今日ここで皆さんにお話しするにあたって、私自身がなぜLINEにいるのか、LINEのエンジニアリングの何が楽しくてここにいるのかをお話ししたいと思っています。まず1つは、非常に高い信頼性が求められるということです。
これ(非常に高い信頼性)単体が、エンジニアリングとしてものすごくチャレンジングなことであるのは、みなさんにもご理解いただけると思うのですが、それに加えて非常に大きなトラフィックやデータのスケールがあります。これも単体でものすごく大きな挑戦ですね。
ただLINEでおもしろいのは、常にこの2つが一緒に合わさっているということです。その結果として、私はエンジニアリングにおける究極的な挑戦だと思っていて、そういったものに対して立ち向かっていかなければならない環境になっています。
高い信頼性は、ただ放っておけば達成できるものではもちろんありません。特にIMFにおいては、何か問題が起きた際にアプリケーションの表層だけではなくて、その下で動いている複数のそのソフトウェアを動かしているレイヤーに対して横断的に調査をしていかなければならないシチュエーションが多くあります。
その一例として、2019年の「LINE DEVELOPER DAY」で私がお話した内容が一番わかりやすいと思うのでリンクを貼りました。今日は、時間的に詳細をお話しできないので本当にざっくりとした内容を話します。
アプリケーションのレスポンスタイムがものすごく悪化したという現象を観測したところから調査を始めました。KafkaはScalaという言語で書かれているので、JVMで動いているのですが、レスポンスタイムの悪化の原因が、実はアプリケーションレベルではなくて、その下の言語のランタイムであるJVMのレベルにあるということがわかりました。

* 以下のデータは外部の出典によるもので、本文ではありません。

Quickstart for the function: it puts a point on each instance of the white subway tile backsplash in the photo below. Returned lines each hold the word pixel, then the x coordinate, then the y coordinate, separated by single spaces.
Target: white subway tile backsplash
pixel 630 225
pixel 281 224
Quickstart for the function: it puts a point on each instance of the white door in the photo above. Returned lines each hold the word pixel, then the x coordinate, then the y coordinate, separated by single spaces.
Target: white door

さらにJVM内の問題を追及するにしたがって、実はさらにその下のLinux Kernelの中に問題の所在があることがわかり、それを追求するとさらにその下のRAIDコントローラのレベルに根本原因があったというところまで深追いをしたケースがあります。
細かい具体的な内容はリンク先で見てもらいたいのですが、私がここで強調したいのは、こういったソフトウェアを動かしている複数のレイヤーでさまざまな調査をする必要が生じるということです。

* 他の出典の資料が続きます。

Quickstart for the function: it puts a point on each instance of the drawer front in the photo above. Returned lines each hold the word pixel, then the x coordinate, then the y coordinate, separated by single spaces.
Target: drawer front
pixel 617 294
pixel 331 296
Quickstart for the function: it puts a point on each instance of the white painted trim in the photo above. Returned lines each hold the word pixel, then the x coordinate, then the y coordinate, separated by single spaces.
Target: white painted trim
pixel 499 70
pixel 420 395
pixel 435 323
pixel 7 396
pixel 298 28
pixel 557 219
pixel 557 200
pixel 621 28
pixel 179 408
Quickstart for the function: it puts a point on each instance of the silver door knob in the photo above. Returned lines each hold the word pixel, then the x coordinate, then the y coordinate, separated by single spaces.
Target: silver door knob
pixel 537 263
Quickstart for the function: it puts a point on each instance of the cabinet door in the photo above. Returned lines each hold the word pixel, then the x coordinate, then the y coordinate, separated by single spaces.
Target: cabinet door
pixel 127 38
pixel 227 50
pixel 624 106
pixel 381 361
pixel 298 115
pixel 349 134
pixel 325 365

ここではアプリケーションはKafkaですが、そのレベルではメトリックとログを解析したり、コードを読んだりすることが必要になり、その下の言語のランタイムであるJVMのレベルでは、GCログの解析をしたり、JVMTI agentというJVM自体の機能を拡張するインターフェイスを使って普通ではわからないインサイトを得たりする必要があります。
また、OSレベルにおいてはeBPFやSystemTapなど、動いているカーネルに対してダイナミックにプルーブをかけていくことを可能にするツールがあるのですが、そういったものを活用したりします。ほかにも、ハードウェアレベルのエラーやfaultを環境的に再現するためにKernelのモジュールを書いて、任意のエラーをインジェクトできるようにしています。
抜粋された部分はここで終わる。